MATH5735 is an honours and postgraduate coursework mathematics course. It is a core course for all pure mathematics honours students.

Units of credit: 6

Prerequisites:  MATH3711 or MATH5706.  Note, a good grounding in the basic theories of groups and rings is recommended.

Cycle of offering: Term 1 2023

Graduate attributes: The course will enhance your research, inquiry and analytical thinking abilities.

More information: The Course outline will be made available closer to the start of term - please visit this website:  www.unsw.edu.au/course-outlines

The course handout contains information about course objectives, assessment, course materials and the syllabus. 

Important additional information as of 2023

UNSW Plagiarism Policy

The University requires all students to be aware of its policy on plagiarism.

For courses convened by the School of Mathematics and Statistics no assistance using generative AI software is allowed unless specifically referred to in the individual assessment tasks.

If its use is detected in the no assistance case, it will be regarded as serious academic misconduct and subject to the standard penalties, which may include 00FL, suspension and exclusion.

The online handbook entry contains information about the course.

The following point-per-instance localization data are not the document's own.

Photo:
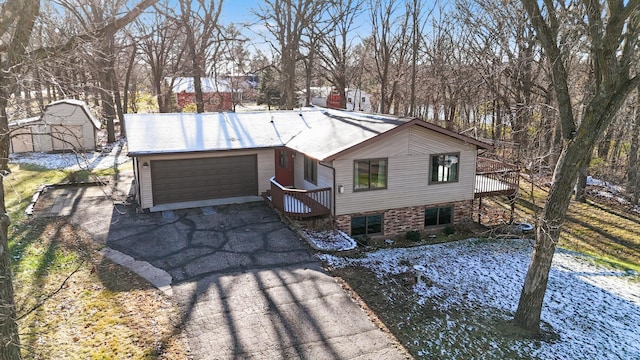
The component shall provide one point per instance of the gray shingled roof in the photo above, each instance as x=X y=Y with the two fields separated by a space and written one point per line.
x=316 y=132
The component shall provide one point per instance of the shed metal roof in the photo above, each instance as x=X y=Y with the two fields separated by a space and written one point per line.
x=317 y=132
x=49 y=109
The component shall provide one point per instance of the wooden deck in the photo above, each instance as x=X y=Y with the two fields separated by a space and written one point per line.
x=300 y=204
x=496 y=178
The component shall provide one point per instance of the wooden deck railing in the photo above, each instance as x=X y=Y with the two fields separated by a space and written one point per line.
x=496 y=178
x=300 y=204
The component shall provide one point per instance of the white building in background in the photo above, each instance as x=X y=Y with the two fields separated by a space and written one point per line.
x=357 y=100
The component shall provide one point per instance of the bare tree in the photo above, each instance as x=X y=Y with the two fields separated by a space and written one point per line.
x=390 y=42
x=160 y=41
x=611 y=30
x=288 y=21
x=200 y=26
x=17 y=18
x=336 y=55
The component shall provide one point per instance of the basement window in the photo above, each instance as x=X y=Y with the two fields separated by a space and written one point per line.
x=366 y=225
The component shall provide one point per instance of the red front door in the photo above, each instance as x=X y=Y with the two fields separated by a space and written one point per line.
x=284 y=166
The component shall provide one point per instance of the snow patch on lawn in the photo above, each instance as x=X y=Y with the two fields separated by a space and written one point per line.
x=330 y=240
x=111 y=156
x=595 y=310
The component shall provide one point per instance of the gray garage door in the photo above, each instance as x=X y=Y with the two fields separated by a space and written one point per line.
x=203 y=179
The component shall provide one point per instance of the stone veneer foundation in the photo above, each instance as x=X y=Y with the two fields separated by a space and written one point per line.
x=399 y=221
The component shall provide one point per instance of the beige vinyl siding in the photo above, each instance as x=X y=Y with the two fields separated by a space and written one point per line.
x=408 y=154
x=324 y=175
x=265 y=159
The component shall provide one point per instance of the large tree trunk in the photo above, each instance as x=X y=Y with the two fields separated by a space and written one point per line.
x=547 y=234
x=9 y=340
x=633 y=177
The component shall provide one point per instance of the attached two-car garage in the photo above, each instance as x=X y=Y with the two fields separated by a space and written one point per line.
x=197 y=179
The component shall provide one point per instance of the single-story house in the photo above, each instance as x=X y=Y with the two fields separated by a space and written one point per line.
x=370 y=174
x=65 y=125
x=218 y=95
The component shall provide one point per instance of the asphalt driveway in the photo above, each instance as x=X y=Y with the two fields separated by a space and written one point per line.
x=247 y=286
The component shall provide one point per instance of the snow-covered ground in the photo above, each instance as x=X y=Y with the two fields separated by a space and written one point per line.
x=595 y=311
x=114 y=155
x=607 y=190
x=330 y=240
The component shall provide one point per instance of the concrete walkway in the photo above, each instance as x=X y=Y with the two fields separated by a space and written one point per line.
x=248 y=288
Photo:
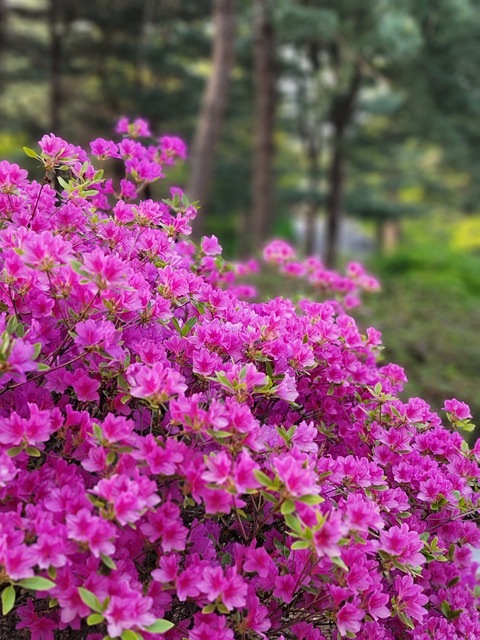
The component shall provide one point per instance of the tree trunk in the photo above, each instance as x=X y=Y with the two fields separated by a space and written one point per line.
x=340 y=117
x=3 y=39
x=335 y=198
x=264 y=78
x=213 y=108
x=313 y=153
x=55 y=24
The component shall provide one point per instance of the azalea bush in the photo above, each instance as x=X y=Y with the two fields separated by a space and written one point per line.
x=176 y=461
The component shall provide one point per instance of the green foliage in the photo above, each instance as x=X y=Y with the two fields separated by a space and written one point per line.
x=429 y=314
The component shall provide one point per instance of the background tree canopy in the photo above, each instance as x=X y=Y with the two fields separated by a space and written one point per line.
x=327 y=109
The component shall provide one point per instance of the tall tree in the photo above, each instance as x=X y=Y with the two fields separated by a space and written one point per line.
x=55 y=27
x=341 y=113
x=213 y=105
x=264 y=78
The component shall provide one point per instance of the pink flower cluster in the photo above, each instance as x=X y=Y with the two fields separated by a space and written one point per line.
x=175 y=460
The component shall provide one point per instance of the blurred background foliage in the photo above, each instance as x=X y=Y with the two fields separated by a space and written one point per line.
x=345 y=126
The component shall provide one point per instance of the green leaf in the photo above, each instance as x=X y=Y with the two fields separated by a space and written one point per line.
x=262 y=478
x=188 y=326
x=8 y=599
x=63 y=182
x=36 y=583
x=12 y=324
x=300 y=544
x=405 y=619
x=14 y=451
x=293 y=523
x=90 y=599
x=33 y=451
x=209 y=608
x=339 y=563
x=287 y=507
x=128 y=634
x=159 y=626
x=268 y=496
x=108 y=562
x=95 y=618
x=311 y=499
x=30 y=152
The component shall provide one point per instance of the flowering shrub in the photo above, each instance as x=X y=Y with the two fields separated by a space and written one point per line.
x=176 y=461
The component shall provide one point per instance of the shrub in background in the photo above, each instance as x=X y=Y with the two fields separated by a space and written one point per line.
x=174 y=460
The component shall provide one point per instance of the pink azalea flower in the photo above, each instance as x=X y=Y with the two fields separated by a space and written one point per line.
x=349 y=619
x=410 y=597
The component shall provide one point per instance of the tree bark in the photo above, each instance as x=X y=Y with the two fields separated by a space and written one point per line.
x=335 y=198
x=264 y=80
x=213 y=108
x=340 y=117
x=55 y=24
x=313 y=153
x=3 y=38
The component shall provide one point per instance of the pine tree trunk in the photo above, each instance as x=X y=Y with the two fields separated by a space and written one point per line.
x=3 y=39
x=313 y=153
x=341 y=114
x=213 y=108
x=264 y=78
x=335 y=199
x=55 y=65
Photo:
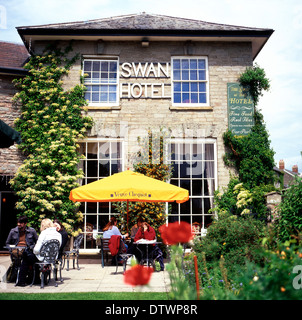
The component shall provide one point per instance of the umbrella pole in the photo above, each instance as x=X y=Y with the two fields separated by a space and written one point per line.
x=127 y=215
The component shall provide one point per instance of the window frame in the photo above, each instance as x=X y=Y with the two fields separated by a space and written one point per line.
x=206 y=81
x=116 y=84
x=99 y=213
x=189 y=217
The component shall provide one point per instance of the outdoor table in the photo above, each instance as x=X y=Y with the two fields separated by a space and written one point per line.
x=146 y=243
x=17 y=259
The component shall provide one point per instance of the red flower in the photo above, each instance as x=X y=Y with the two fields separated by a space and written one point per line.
x=138 y=275
x=175 y=232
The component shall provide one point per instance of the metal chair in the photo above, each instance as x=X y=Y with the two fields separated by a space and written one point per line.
x=120 y=255
x=49 y=251
x=74 y=253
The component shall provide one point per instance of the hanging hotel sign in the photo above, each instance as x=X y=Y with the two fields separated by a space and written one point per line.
x=152 y=85
x=240 y=109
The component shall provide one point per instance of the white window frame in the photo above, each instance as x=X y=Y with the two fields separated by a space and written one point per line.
x=98 y=214
x=201 y=141
x=206 y=81
x=86 y=83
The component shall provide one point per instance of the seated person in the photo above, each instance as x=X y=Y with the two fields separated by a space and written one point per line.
x=111 y=229
x=148 y=233
x=48 y=232
x=22 y=235
x=132 y=248
x=136 y=227
x=60 y=228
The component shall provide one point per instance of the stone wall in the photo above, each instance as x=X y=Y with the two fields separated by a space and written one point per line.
x=10 y=158
x=133 y=117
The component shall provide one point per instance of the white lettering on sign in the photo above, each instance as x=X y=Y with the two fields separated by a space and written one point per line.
x=149 y=69
x=144 y=70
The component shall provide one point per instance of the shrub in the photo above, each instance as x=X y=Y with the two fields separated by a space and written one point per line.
x=290 y=212
x=235 y=238
x=51 y=123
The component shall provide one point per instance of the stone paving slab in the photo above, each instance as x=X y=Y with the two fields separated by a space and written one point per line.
x=90 y=278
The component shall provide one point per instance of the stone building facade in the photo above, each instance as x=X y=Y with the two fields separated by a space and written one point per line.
x=151 y=72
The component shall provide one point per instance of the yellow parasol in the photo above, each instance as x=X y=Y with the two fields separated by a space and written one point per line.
x=129 y=186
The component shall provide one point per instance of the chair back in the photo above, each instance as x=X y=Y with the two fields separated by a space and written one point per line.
x=78 y=241
x=105 y=244
x=50 y=251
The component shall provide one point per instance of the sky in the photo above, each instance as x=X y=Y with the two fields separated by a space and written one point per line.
x=281 y=57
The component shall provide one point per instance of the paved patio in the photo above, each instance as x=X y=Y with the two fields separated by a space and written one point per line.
x=90 y=278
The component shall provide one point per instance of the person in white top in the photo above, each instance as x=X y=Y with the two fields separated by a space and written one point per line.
x=48 y=232
x=111 y=229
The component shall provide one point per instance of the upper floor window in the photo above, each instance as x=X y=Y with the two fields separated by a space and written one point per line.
x=190 y=85
x=101 y=81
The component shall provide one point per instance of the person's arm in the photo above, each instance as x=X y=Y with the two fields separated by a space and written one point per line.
x=9 y=239
x=39 y=243
x=151 y=234
x=116 y=231
x=138 y=235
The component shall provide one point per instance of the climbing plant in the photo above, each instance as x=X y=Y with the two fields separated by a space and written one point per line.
x=251 y=156
x=52 y=120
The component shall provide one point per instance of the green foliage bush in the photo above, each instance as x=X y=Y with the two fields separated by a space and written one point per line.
x=235 y=238
x=51 y=123
x=289 y=223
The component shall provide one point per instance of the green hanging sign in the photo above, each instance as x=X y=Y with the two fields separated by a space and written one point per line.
x=240 y=109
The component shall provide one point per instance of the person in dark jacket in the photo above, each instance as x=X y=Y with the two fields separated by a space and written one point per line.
x=22 y=235
x=60 y=228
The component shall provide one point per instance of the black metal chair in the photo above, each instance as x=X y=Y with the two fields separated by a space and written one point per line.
x=49 y=251
x=74 y=253
x=120 y=256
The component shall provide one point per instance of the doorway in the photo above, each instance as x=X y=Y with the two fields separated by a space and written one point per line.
x=8 y=215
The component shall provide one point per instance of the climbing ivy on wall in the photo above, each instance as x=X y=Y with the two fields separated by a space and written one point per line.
x=52 y=121
x=251 y=156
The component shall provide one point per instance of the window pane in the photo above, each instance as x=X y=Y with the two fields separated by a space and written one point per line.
x=190 y=74
x=112 y=97
x=96 y=66
x=185 y=98
x=193 y=64
x=176 y=64
x=95 y=97
x=104 y=97
x=202 y=87
x=193 y=75
x=185 y=64
x=202 y=98
x=185 y=86
x=209 y=150
x=177 y=98
x=201 y=64
x=194 y=98
x=87 y=65
x=177 y=86
x=185 y=75
x=194 y=87
x=104 y=66
x=113 y=66
x=202 y=75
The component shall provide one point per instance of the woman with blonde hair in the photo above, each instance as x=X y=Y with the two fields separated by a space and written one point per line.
x=48 y=232
x=111 y=229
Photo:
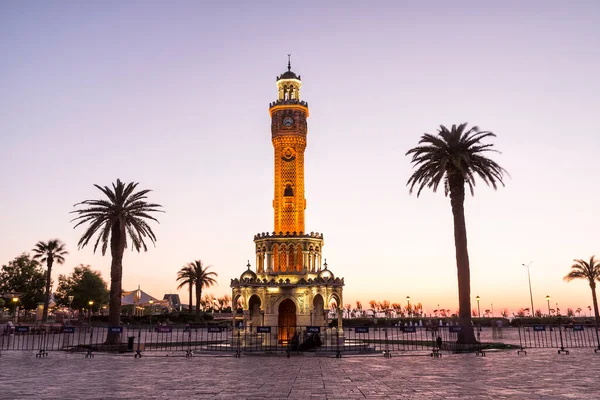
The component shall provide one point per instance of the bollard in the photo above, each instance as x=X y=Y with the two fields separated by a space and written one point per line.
x=89 y=353
x=138 y=353
x=562 y=347
x=189 y=353
x=479 y=352
x=522 y=350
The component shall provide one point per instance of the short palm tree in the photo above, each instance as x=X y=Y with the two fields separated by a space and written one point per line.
x=119 y=218
x=49 y=252
x=202 y=278
x=185 y=276
x=453 y=158
x=589 y=271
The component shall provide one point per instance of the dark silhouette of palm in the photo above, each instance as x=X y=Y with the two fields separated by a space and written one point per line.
x=202 y=278
x=49 y=252
x=119 y=220
x=186 y=277
x=453 y=158
x=589 y=271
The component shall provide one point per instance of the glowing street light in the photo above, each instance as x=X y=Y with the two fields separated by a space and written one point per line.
x=529 y=279
x=15 y=301
x=90 y=303
x=151 y=303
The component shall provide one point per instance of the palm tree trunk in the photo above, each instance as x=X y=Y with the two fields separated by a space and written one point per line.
x=47 y=298
x=191 y=290
x=595 y=301
x=457 y=199
x=117 y=248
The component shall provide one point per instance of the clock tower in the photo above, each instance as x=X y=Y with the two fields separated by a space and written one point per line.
x=288 y=134
x=291 y=287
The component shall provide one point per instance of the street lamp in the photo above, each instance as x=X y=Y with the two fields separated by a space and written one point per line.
x=70 y=309
x=91 y=303
x=151 y=302
x=16 y=303
x=529 y=279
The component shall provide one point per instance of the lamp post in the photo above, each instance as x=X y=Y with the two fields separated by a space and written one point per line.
x=15 y=301
x=70 y=308
x=530 y=293
x=90 y=303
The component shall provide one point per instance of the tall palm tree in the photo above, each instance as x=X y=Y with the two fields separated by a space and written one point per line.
x=121 y=217
x=454 y=157
x=186 y=277
x=202 y=278
x=49 y=252
x=590 y=271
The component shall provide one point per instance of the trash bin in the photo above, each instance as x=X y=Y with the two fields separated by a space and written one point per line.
x=130 y=340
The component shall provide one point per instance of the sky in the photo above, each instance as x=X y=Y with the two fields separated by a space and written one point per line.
x=175 y=96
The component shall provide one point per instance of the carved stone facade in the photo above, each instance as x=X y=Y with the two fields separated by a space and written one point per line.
x=290 y=286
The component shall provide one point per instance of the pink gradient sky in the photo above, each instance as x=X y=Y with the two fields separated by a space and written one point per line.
x=175 y=96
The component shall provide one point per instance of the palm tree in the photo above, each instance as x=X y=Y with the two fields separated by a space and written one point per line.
x=186 y=277
x=454 y=158
x=202 y=278
x=49 y=252
x=122 y=216
x=590 y=271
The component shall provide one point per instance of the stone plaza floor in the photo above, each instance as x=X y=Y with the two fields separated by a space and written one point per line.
x=541 y=374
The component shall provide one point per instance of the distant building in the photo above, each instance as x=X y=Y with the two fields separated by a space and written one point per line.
x=174 y=301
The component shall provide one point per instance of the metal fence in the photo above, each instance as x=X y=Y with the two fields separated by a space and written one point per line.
x=561 y=337
x=286 y=340
x=197 y=338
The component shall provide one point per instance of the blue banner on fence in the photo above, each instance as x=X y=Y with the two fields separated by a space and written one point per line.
x=577 y=327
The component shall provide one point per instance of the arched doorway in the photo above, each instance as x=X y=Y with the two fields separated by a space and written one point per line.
x=254 y=307
x=318 y=312
x=286 y=320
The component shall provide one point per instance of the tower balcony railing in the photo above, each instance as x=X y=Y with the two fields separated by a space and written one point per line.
x=288 y=102
x=275 y=235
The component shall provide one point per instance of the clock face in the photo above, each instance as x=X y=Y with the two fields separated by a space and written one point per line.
x=288 y=121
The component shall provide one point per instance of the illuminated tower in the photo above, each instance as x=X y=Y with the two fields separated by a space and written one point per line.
x=291 y=286
x=288 y=134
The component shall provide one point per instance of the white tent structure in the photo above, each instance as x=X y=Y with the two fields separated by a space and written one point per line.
x=140 y=300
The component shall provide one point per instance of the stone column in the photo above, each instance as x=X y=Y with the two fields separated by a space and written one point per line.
x=269 y=261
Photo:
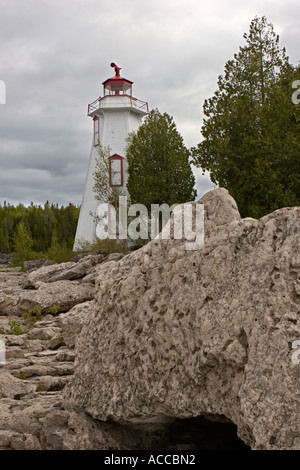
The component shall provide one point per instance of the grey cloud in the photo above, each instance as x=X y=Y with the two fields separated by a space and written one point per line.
x=55 y=55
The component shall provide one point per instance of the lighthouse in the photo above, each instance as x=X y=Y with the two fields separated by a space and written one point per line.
x=114 y=116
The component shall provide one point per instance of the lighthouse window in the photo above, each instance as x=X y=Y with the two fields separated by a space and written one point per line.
x=96 y=130
x=116 y=170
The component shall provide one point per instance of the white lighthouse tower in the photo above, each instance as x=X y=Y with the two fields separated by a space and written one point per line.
x=115 y=115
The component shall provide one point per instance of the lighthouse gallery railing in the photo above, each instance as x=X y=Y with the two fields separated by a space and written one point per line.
x=134 y=102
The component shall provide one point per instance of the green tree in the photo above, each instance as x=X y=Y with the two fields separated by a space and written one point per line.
x=22 y=244
x=250 y=130
x=159 y=170
x=103 y=191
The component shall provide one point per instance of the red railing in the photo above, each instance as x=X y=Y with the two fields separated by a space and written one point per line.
x=134 y=102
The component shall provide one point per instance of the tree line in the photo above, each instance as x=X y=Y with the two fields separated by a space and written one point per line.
x=36 y=231
x=251 y=130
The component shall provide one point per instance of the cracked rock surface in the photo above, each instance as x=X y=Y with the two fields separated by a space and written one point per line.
x=174 y=333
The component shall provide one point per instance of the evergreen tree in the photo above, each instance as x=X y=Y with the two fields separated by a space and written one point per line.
x=250 y=132
x=22 y=244
x=158 y=163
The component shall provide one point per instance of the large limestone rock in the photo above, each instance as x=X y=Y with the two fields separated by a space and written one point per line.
x=60 y=295
x=178 y=333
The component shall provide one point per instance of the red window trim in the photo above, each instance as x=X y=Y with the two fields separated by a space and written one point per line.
x=116 y=157
x=96 y=130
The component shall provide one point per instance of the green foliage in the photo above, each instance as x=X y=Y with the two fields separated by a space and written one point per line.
x=59 y=251
x=16 y=328
x=159 y=170
x=250 y=132
x=38 y=232
x=22 y=242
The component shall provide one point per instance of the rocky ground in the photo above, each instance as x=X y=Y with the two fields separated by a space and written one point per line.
x=39 y=347
x=39 y=362
x=163 y=348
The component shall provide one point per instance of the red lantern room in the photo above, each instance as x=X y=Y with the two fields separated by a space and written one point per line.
x=117 y=85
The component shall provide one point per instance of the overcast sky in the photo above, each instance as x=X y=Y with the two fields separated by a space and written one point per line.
x=55 y=54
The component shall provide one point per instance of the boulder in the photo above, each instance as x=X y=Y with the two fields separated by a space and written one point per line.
x=58 y=296
x=177 y=333
x=72 y=321
x=11 y=387
x=31 y=265
x=35 y=278
x=7 y=304
x=5 y=258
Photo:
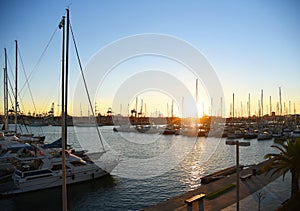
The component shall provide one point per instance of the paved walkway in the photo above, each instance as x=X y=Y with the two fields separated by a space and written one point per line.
x=273 y=194
x=273 y=188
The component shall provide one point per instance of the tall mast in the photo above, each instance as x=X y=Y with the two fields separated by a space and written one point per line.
x=5 y=92
x=280 y=103
x=197 y=92
x=64 y=182
x=249 y=111
x=270 y=105
x=262 y=103
x=16 y=89
x=233 y=105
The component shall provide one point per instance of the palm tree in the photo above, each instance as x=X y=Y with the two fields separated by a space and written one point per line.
x=288 y=159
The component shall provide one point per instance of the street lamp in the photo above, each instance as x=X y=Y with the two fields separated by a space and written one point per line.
x=244 y=144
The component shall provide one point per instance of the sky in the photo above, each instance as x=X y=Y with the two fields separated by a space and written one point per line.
x=251 y=45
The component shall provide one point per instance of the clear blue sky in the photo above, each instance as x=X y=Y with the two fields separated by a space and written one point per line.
x=252 y=45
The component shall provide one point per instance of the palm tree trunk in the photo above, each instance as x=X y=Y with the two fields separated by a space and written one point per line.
x=295 y=184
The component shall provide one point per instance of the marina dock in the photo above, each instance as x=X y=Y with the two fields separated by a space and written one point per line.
x=247 y=187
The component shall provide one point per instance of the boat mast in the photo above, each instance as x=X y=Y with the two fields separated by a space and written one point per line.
x=262 y=103
x=16 y=89
x=63 y=119
x=5 y=92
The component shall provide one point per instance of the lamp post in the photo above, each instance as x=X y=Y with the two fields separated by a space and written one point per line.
x=237 y=144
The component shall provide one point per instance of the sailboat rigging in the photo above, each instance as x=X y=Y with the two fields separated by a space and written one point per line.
x=57 y=166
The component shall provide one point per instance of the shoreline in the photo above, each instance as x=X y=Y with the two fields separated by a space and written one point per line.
x=247 y=187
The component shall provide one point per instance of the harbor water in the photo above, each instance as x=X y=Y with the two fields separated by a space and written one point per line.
x=190 y=159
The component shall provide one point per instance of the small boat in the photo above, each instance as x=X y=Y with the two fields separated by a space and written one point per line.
x=295 y=133
x=264 y=136
x=45 y=171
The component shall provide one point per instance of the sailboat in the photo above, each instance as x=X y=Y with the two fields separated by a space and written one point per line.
x=55 y=166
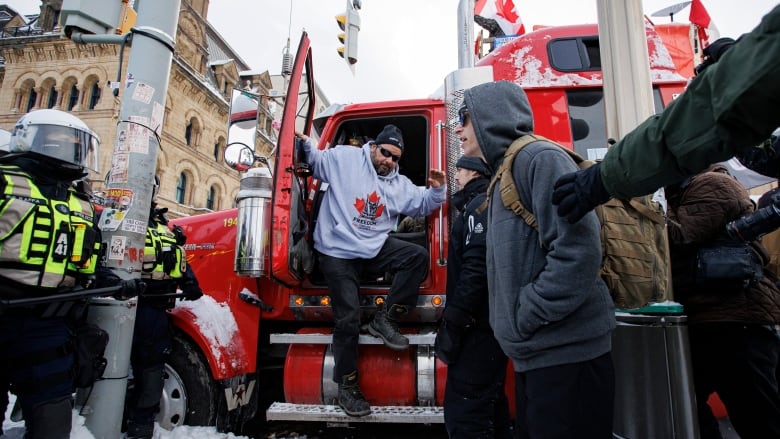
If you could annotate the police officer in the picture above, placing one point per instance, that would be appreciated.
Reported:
(49, 247)
(164, 270)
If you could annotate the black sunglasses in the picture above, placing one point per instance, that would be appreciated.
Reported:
(463, 114)
(389, 154)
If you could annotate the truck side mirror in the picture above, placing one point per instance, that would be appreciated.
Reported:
(239, 156)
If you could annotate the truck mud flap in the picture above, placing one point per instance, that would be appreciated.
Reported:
(281, 411)
(238, 402)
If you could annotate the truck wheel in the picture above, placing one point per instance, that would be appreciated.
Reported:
(189, 393)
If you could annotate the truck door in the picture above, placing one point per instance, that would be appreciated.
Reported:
(290, 253)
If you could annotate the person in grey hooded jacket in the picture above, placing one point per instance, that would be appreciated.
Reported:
(549, 309)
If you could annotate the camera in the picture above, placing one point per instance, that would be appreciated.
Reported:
(757, 224)
(764, 158)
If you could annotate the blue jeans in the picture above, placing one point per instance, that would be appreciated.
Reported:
(406, 261)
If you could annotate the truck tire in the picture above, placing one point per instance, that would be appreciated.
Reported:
(189, 393)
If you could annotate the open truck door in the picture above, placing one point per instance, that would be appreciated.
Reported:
(290, 254)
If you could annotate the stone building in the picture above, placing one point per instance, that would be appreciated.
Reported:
(41, 68)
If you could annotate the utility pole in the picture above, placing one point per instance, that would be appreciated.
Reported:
(129, 189)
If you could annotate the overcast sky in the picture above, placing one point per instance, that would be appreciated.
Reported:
(406, 47)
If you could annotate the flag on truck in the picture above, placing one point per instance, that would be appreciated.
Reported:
(705, 28)
(499, 17)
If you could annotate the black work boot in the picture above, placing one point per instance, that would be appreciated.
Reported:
(385, 326)
(351, 398)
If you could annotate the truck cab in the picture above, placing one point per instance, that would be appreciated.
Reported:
(271, 355)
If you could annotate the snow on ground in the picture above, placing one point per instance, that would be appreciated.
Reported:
(15, 430)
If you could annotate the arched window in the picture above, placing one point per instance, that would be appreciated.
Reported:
(52, 101)
(73, 99)
(94, 96)
(32, 96)
(181, 188)
(188, 133)
(211, 198)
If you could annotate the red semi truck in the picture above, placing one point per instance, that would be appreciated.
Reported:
(261, 334)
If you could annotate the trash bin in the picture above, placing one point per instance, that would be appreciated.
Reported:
(654, 396)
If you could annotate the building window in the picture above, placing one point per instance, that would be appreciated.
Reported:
(181, 188)
(32, 96)
(94, 96)
(52, 98)
(211, 197)
(73, 99)
(188, 133)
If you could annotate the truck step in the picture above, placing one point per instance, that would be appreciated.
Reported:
(414, 339)
(282, 411)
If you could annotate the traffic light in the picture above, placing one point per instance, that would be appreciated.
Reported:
(349, 23)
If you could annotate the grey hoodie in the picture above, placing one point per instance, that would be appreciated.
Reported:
(548, 304)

The timetable is only up-to-date if the course is being offered this year.

If you are currently enrolled in MATH5735, you can log into UNSW Moodle for this course.

Course overview

Performing linear algebra over a ring of scalars instead of a field leads to the notion of a module. The theory of modules is surprisingly subtle and has many applications, not only to other parts of mathematics like the linear representation theory of groups, but also to mathematical physics. 

The course starts with a study of the linear representation theory of finite groups - how groups act as linear transformations on vector spaces. In particular, we will find numerical invariants attached to group elements through these linear representations, and then use these invariants to derive group-theoretic information (for example, the existence of normal subgroups). 

Linear representations of groups correspond to modules over the group algebra, so our investigations lead naturally to the study of modules and the Artin-Wedderburn theory of semisimple rings.